Restart Groups

Many applications are made up of not one but several actors, that cooperate to provide a service. As these actors cooperate closely, a failure in one of them can have repercussions in the others. For example, assume that actors A and B cooperate closely, using the ChorusOS operating system over IPC, and that A fails. Simply terminating, reloading, or hot-restarting A will probably not be sufficient, and will almost certainly cause B to fail, or to go through some special recovery action. This recovery action may in turn affect other actors that cooperate with actor B. Building cooperating applications that can cope with the large number of potential fault scenarios is a complex task that grows exponentially with the number of actors.

In response to this problem, the hot restart feature uses restart groups. A restart group is essentially a group of cooperating restartable actors that can be restarted in the event of the failure or abnormal termination of one or more actors within the group. In other words, when one actor in the group fails, all actors in the group are stopped and then restarted (either directly, by the system, or indirectly, through spawning).

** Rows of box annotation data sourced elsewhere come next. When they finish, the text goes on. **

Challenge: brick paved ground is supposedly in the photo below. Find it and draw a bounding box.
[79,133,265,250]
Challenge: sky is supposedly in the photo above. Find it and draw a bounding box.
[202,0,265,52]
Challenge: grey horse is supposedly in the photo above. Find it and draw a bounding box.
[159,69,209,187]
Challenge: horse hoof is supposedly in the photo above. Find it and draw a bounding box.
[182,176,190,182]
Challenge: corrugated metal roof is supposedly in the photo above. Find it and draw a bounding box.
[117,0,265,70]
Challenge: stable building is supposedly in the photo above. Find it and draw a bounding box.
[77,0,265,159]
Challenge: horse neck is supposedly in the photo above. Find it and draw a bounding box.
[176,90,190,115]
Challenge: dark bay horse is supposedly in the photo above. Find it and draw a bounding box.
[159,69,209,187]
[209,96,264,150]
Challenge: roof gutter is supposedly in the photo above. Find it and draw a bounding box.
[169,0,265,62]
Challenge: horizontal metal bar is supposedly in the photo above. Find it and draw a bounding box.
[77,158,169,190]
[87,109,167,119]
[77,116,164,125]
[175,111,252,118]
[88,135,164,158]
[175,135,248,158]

In this way, closely cooperating actors are guaranteed a consistent, combined operating state.

Every restartable actor in a ChorusOS operating system is a member of a restart group. Restart groups of actors are mutually exclusive and, as such, a running actor can only be a member of one actor group (declared when the actor is run), and group containment is not permitted. A restart group is created dynamically when a direct actor is declared to be a member of the group. Thus, each group contains at least one direct actor. An indirect actor is always a member of the same group as the actor that spawned it. A restart group is therefore populated through spawning from one or more direct, restartable actors.

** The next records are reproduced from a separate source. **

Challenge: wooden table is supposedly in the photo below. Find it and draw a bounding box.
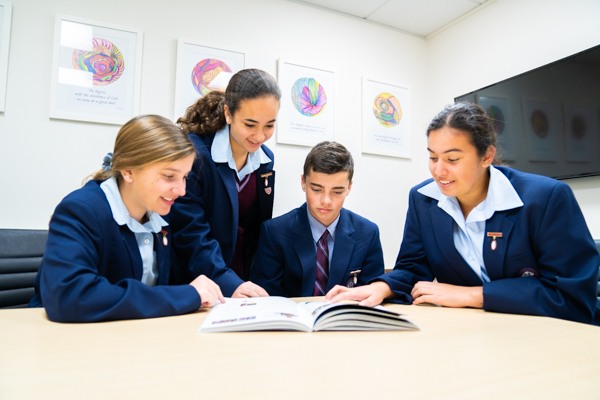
[0,305,600,400]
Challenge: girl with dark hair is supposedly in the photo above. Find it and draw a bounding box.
[171,69,281,297]
[30,115,224,322]
[327,103,600,325]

The following figure illustrates the possible organization of restartable actors into groups within a system.

Figure 3-3 Restart Groups in a ChorusOS Operating System

When a group is restarted, it is restarted from the point at which it initially started. Figure Figure 3-4 shows the state of a group of restartable actors when the group is initially created, during execution, and when it is restarted following the failure of one of its member actors. The group contains two direct actors and one indirect (spawned) actor. The failure of the indirect actor causes a group restart. The two direct actors automatically execute their code again from their initial entry point. Time runs vertically down the page.

Figure 3-4 Group restart

Simply restarting a group of actors may still not bring the system to the error-free state desired. Such a situation is possible when the failure that provokes an actor group restart is, in fact, the consequence of an error or failure elsewhere in the system. For this reason, the hot restart feature supports the concept of site restart, described in the next section.